Both Symonds and Tchaikovsky married in attempts to cover their homosexual tracks or to bring about a cure. Both carried on liaisons with men behind their wives’ backs, and expressed their true selves through music and writing.
But it was the German novelist Thomas Mann who made the most sustained use of Davos and its mountain amphitheatre. His long novel, The Magic Mountain, explores an invalid’s engagement with illness on the eve of the First World War. In 1911-12 he wrote what is perhaps the seminal gay love story of the twentieth century, Death in Venice. Mann had always had a soft spot for a sailor suit.
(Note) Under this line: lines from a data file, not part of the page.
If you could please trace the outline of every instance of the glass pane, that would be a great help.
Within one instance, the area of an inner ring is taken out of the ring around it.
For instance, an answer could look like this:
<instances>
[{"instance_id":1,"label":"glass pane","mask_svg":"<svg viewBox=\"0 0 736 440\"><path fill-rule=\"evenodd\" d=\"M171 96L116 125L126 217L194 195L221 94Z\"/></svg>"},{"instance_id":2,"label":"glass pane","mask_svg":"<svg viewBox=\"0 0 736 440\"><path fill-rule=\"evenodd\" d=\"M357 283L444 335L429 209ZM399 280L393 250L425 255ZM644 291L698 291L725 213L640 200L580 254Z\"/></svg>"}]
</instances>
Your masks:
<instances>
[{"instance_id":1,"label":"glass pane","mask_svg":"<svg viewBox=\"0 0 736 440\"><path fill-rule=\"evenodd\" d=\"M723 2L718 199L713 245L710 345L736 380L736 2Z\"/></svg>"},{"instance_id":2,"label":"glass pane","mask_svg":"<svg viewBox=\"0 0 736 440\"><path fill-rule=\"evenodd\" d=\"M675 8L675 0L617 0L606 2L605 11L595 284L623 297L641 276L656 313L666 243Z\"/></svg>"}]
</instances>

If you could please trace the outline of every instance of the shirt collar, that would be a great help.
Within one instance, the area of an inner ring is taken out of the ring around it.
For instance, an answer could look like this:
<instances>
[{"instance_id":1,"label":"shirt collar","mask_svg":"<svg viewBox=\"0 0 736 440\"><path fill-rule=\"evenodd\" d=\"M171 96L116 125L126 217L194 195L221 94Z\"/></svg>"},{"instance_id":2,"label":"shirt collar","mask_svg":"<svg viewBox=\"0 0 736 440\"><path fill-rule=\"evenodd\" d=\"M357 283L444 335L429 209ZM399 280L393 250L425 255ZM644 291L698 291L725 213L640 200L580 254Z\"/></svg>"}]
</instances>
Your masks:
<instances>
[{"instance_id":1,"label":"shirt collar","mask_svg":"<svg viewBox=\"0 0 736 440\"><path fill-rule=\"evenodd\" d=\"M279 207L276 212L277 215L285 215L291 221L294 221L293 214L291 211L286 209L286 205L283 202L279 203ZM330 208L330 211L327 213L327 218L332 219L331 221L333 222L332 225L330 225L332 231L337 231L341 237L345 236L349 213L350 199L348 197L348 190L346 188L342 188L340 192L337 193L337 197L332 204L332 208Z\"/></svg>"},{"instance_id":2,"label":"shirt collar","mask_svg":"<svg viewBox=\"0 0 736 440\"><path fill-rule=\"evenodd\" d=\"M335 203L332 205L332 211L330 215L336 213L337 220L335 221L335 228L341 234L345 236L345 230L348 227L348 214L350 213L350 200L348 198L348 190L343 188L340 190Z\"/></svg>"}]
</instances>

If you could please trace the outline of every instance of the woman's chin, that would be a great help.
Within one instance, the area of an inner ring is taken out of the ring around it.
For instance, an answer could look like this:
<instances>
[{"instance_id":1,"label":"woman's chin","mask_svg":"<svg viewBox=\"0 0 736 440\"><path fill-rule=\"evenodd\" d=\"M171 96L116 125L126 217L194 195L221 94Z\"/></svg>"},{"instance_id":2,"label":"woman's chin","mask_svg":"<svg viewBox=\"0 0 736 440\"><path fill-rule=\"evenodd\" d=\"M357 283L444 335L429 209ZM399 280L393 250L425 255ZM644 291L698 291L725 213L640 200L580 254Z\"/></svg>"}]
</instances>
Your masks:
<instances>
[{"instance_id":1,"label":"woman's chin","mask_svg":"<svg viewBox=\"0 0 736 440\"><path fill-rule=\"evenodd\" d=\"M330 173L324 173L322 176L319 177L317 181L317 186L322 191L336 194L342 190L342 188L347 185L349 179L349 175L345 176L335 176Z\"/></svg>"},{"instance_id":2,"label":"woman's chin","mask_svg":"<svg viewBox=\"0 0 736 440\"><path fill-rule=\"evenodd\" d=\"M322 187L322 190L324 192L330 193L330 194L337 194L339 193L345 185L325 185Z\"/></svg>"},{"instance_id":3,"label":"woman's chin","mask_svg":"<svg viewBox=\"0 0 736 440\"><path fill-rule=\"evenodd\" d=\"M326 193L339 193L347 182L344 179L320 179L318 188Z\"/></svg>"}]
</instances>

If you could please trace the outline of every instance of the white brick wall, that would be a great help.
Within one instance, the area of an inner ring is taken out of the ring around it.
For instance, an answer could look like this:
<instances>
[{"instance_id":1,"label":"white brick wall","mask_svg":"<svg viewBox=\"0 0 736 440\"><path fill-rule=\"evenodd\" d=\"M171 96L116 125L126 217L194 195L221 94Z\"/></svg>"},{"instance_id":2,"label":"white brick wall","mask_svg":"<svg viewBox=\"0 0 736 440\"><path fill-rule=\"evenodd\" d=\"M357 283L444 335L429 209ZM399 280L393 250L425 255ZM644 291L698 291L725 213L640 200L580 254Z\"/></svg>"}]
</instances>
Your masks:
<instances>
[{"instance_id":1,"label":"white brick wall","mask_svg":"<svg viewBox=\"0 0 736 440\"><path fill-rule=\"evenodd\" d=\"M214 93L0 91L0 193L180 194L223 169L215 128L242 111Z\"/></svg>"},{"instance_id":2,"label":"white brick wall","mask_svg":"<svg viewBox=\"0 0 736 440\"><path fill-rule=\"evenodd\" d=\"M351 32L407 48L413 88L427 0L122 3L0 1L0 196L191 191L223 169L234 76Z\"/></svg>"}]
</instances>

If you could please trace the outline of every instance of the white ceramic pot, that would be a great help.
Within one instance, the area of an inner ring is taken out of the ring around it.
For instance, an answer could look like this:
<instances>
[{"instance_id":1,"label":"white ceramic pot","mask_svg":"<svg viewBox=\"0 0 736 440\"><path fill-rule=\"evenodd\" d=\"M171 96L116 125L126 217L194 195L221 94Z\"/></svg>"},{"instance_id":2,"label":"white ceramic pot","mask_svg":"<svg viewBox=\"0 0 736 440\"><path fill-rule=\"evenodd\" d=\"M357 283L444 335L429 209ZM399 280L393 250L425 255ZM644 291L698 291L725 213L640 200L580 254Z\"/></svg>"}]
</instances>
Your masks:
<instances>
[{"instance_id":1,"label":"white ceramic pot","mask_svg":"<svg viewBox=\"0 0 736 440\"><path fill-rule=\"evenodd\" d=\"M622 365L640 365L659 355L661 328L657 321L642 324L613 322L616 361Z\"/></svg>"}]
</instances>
He was yet another of those old-style married homosexuals, with their Hellenic baggage, a clatter of children and a patient wife – proof perhaps of the ascendancy of hydraulics over chemistry. In 1912, towards the end of the writing of Death in Venice, Mann journeyed to Davos for three weeks to visit his wife, flush with the knowledge that he had just written a small masterpiece and feverish with his own demons.
Katia Mann was staying at the Waldsanatorium. A curious fact about her six-month stay emerges from her x-rays, which have been preserved. They do not present any evidence of tuberculosis, according to present-day experts. Perhaps she just needed a rest.
The Magic Mountain could be read as a bible of the spa class, where healing, money, splurge and purge meet. Spa people are not great readers, however, and The Magic Mountain is an uphill slog. The rich like to render their illnesses as exclusive, and Davos found ways of catering to them over the years – first the tubercular Russians, then the Germans, now the Russians again, the international economic tsars and their slush fund babes.
Mann’s pinched face with close-set eyes and bristly moustache stares out at us, not un-handsome but not forthcoming either. He had a Prince Charles way of handling a pocket, always anxious to look the picture of probity.
The Magic Mountain has what I think is the first literary description of sledding:
Steered by men and women in white wool and with sashes in various national colors across their chests, the low, flat frames came shooting down, one by one, at long intervals, taking the curves of the course that glistened like metal between icy mounds of snow. You could see red, tense faces with snow blowing in their eyes. There were accidents, too – sleds crashed and upended, dumping their teams in the snow, while onlookers took lots of pictures.
Towards the end of The Magic Mountain the main characters pay a visit to the village cemetery in Davos, where the tubercular dead are buried.
– on the whole these life spans had been strikingly short, the difference in years between birth and demise averaging little more than twenty. The field was populated exclusively by youth rather than virtue, by unsettled folk who had found their way here from all over the world and had returned now for good and all to the horizontal form of existence.
When the delegates this week at the World Economic Forum sit down to discuss LGBT issues, perhaps they might pause for a moment to recall the nellies, pansies, poofs, nancy boys and assorted fairies who came here before them, many of whom are six feet under the snow in that “horizontal form of existence”.